Medicine has changed and many patients did not get the memo. Electronic record keeping and computerized data bases have made it so every aspect of a patient's health is now monitored, tracked, and analyzed. There is no longer such a thing as a simple office visit as third parties are telling doctors what to do, how to do it and who to do it to. 

When I started in practice 21 years ago the business was pretty easy. Most patient visits could be divided into three categories- routine check-ups, follow up for chronic diseases, and sick visits. Check-ups were straight-forward, uneventful reviews of overall health. Chronic disease visits were also easy, encounters focused on the problem in question- check the blood pressure, review the cholesterol or blood sugar, and make medication adjustments and order appropriate tests. Sick visits were easiest of all, as most of them were upper respiratory illnesses that could be handled quickly. 

Another characteristic of that era was that patients were responsible for their own care. We told them what they needed to do to be healthy, recommended screening tests such as colonoscopy and mammograms and encouraged appropriate diet and follow up tests. Whether or not they wanted to follow instructions was up to the patients. Being human beings, many patients didn't. Some forgot, many simply had other priorities. It was frustrating when patients did not do what they should for their health but we accepted the reality of the situation.

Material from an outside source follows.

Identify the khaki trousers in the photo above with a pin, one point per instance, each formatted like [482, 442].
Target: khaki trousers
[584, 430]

There was another reality that eluded both doctors and patients, and this reality led to changes in the way health care is delivered. The bad decisions patients made did not just effect them. When illness occurred as a result of these poor choices someone else, the insurance company, had to pay the bills. Insurers decided they wanted healthier patients and determined that reaching this goal required a dramatic change in how doctors practiced. The change came in the form of quality measurements. Doctors were to be held accountable for the decisions patients made, graded and financially incentivized based on the percentage of their patients who did what they were supposed to.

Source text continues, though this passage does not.